Just like that. And day after day she slipped in front of his very eyes, until there was nothing. Then his job. He couldn't believe it when his Director told him there was no place for him at the office. What had changed? The man had always supported him all the way through, seemed to like this bold idea of writing about the genocide. He knew there was no place their corrupt seed couldn't reach, from your workplace, your family even to your very own girlfriend. But that was not enough to stop his life long dream. He could take more than that to avenge his dad!
He looked at his wrist impatiently, dialing Muchemwa's private number, tears almost in his eyes. This was the third time now. You have reached the voice box of... He could not imagine that the Minister had been playing him all along, pretending to be the perfect informant when he was a spie. He could not. There was something gentle about him, something genuine that he felt as they drank coffee at the Sunrise Cafe that day.
"You know this is a critical decision, man. Do you think you're ready?"
"I will send my family to the UK, I can't put them in this situation."
"You intend to be away from your family in order to testify? He knew Muchemwa would not answer, but he was impressed.

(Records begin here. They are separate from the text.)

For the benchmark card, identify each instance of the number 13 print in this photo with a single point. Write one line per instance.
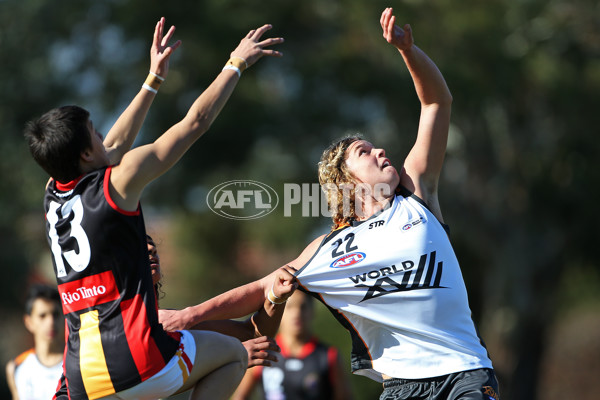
(77, 261)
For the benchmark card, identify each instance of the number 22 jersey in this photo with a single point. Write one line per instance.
(114, 340)
(394, 282)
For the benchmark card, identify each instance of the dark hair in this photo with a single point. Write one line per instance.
(40, 291)
(57, 139)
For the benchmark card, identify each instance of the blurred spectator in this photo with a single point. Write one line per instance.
(307, 369)
(34, 374)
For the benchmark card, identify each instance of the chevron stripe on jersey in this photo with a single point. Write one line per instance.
(394, 282)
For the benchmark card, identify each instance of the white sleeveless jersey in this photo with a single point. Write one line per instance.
(394, 282)
(35, 381)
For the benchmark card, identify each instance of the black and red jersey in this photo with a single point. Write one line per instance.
(114, 340)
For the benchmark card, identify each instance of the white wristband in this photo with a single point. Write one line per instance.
(157, 76)
(149, 88)
(233, 67)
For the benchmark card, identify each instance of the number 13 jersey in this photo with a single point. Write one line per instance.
(394, 282)
(114, 340)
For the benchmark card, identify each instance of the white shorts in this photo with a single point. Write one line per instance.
(169, 379)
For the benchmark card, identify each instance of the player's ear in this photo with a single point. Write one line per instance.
(27, 322)
(86, 155)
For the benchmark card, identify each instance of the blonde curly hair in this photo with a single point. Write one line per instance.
(337, 183)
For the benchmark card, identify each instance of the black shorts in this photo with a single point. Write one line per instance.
(478, 384)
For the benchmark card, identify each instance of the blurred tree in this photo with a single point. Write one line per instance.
(519, 185)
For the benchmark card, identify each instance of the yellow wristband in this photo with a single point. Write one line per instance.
(274, 299)
(237, 62)
(153, 82)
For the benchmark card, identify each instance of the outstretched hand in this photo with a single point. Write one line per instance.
(161, 50)
(251, 48)
(261, 351)
(285, 282)
(400, 37)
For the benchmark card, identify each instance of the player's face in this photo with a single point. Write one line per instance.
(45, 320)
(369, 165)
(297, 316)
(154, 262)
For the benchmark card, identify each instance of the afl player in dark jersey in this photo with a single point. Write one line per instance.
(95, 228)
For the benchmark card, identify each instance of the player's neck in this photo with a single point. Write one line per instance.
(370, 206)
(48, 353)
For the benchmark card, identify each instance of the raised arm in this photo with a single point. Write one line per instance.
(143, 164)
(121, 136)
(10, 379)
(237, 303)
(423, 164)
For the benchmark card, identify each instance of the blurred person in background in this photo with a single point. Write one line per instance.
(34, 374)
(307, 368)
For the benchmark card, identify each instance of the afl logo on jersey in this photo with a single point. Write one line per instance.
(348, 260)
(413, 223)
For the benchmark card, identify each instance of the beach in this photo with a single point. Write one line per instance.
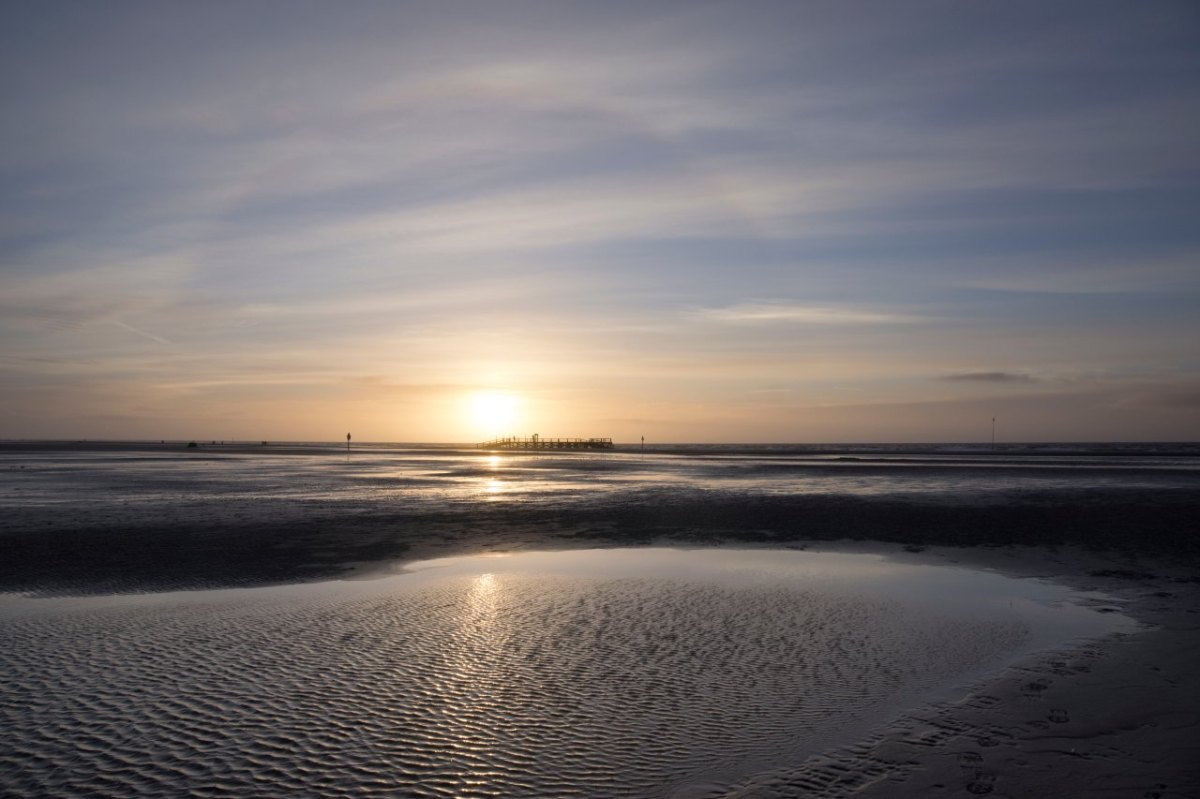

Had he send them to the UK? Where was security? Where was everyone? How could the minister's home be so empty. The answers were in the suite, pulling him to climb the stairs. Slowly, Kuzo began climbing, his heart palpitating with a strange nervous excitement. After witnessing his father's face crushed with a military boot to the ground, Kuzo had never been the same again. In journalism, he had one goal. Just one goal. And now with his informant's phone going straight to voicemail, his security detail gone and his house entombed with an unusual silence, his goal seemed to slip right in his very eyes.
There was brute anguish in his eyes as he starred at Muchemwa's body sprawled senselessly on the chair. The bullet had gone straight to his temple. The killer had taken a lot of the victim's blood on his person from the spatter. A small piece of burning cigarette lay, slowly turning into residual ash. Meanwhile, news played on the enormous tv plugged on the wall. If there were any tears left Kuzonda would break into a cry, but he had to save them. This was simply the beginning of his misfortunes. For the first time in his life he knew he had to run. Quickly, he left the suite, descended the stairs and left the house. Just as he left the house, a secret operative made a shot right on his face. This would be the perfect alibi in the homicide.